Reverse osmosis is a method for treating water and wastewater in order to reduce dissolved solids or “salts” in the effluent discharge. This technology is used globally in drinking water and industrial applications. Our industrial reverse osmosis system works by applying pressure to the influent water stream to overcome osmotic pressure and reverse the natural osmosis process, filtering out salt ions down to 0.0001 microns. This process removes 95-99% of TDS (total dissolved solids), organic matter, bacteria and 99%+ of all suspended solids. Each reverse osmosis system is custom designed for the application. Our designs can be mobilized in containers up to 300gpm or skidded systems up to 2,000gpm. When combined with electrocoagulation as a pretreatment, reverse osmosis can be used in applications where it has not been applied successfully in the past. WaterTectonics has applied reverse osmosis technology successfully in treating mining wastewater and produced water waste streams in the oil and gas industry.
Treatment Targets
- Total Dissolved Solids
- Sulfates
Technology Specifications
- Standard system flow rates from 100gpm to 2,000gpm
- Influent TDS levels up to 35,000mg/L
- Connex packaged and skidded systems available
- Fully automated control systems
- Real-time water quality monitoring and data recording
- Power required is 480V/3Phase, amperage dependent on system flow rate
How It Works
Reverse Osmosis Theory

Our reverse osmosis RO systems use a mechanical process in which pressure is applied to a concentrate solution to overcome the osmotic pressure and reverse the direction of the solute flow.
Cross-Flow Filtration

Membranes are designed with cross-flow filtration technology.

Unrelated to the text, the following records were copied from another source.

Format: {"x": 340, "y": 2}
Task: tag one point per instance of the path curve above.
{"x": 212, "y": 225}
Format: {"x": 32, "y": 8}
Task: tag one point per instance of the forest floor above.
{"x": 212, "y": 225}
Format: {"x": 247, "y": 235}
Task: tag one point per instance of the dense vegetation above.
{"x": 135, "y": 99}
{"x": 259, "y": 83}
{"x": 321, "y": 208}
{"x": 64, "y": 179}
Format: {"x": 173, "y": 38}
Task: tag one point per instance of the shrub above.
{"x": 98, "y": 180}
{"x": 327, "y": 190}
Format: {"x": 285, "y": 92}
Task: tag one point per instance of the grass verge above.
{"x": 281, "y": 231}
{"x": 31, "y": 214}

Pressurized solute flows across the surface of a membrane through the feed channel spacer. Approximately 10-15% of the feed water will diffuse through the membrane and flow through the permeate spacer around to the permeate tube.
Reject Brine

Rejected brine that does not enter the product channel is combined with reject brine from other membranes and can either be treated by a reject-recovery reverse osmosis system or disposed of via deep-well injection.